Chris Phillips ne m’a pas vu venir.

L’ancien pilier défensif des Sénateurs était en tournée, jeudi matin. Avec son ancien coéquipier Chris Neil, il apportait des dindes à différents organismes de bienfaisance.

Je suis allé l’attendre, dans le détour, lors de leur arrêt «québécois», dans le stationnement de Moisson Outaouais.

Cette semaine, Dorion a dit que Duclair a fait une grosse gaffe en essayant de se négocier, lui-même, son prochain contrat.

Phillips l’a fait, pourtant, dans le passé.

Ça s’est bien passé. Il a même trouvé l’expérience enrichissante.

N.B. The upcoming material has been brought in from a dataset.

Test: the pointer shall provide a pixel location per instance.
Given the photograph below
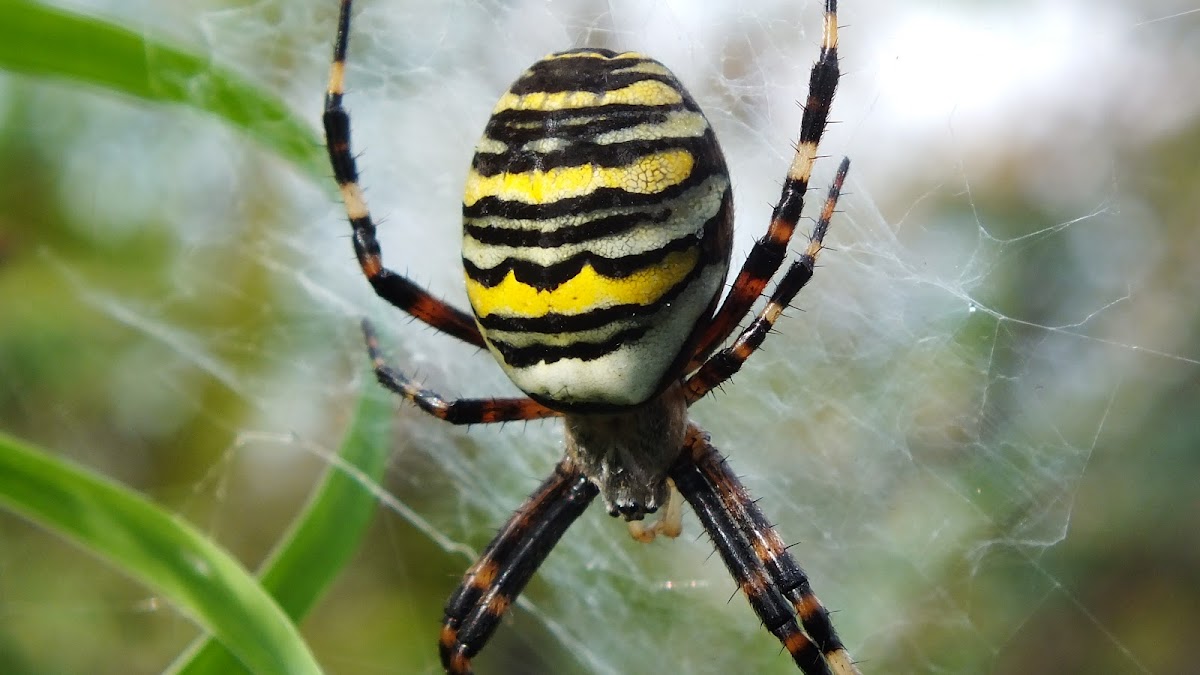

«Mais c’était le dernier contrat de ma carrière, intervient-il. J’évoluais dans la Ligue nationale depuis un bon moment, déjà. J’avais appris beaucoup de choses au fil des ans. J’avais été impliqué dans les négociations de la convention collective avec l’Association des joueurs. J’avais aussi développé une très belle relation avec mon directeur général. Je savais que je pouvais m’asseoir avec Bryan Murray pour discuter. Ça facilitait le processus.»

Phillips ne recommanderait pas à des joueurs plus jeunes, ou moins expérimentés, de se lancer dans ce processus.

«Pour les plus jeunes, ça peut être difficile. Pour se lancer, seul, dans les négociations, il faut avoir la couenne dure. Il faut être prêt à entendre des choses qu’on n’a pas nécessairement le goût d’entendre. Pour se lancer dans les négos, il faut d’abord comprendre que le hockey, c’est une affaire de gros sous.»

Phillips, en passant, porte avec fierté le logo en deux dimensions. Il a bien aimé le repêchage. Il sourit quand on lui parle de la sélection d’un défenseur à caractère défensif, Jake Sanderson, au cinquième rang.

«Les bonnes équipes ont besoin de joueurs comme lui. Si tout se passe très bien, il pourrait passer deux décennies à rendre de bons services à l’organisation.»

Même sous son masque, on peut voir qu’il sourit quand il dit ça.

Chris Philipps et Chris Neil de la Fondation des Sénateurs d'Ottawa viennent porter une trentaine de dindes à Moisson Outaouais et à son directeur général, Armand Kayolo.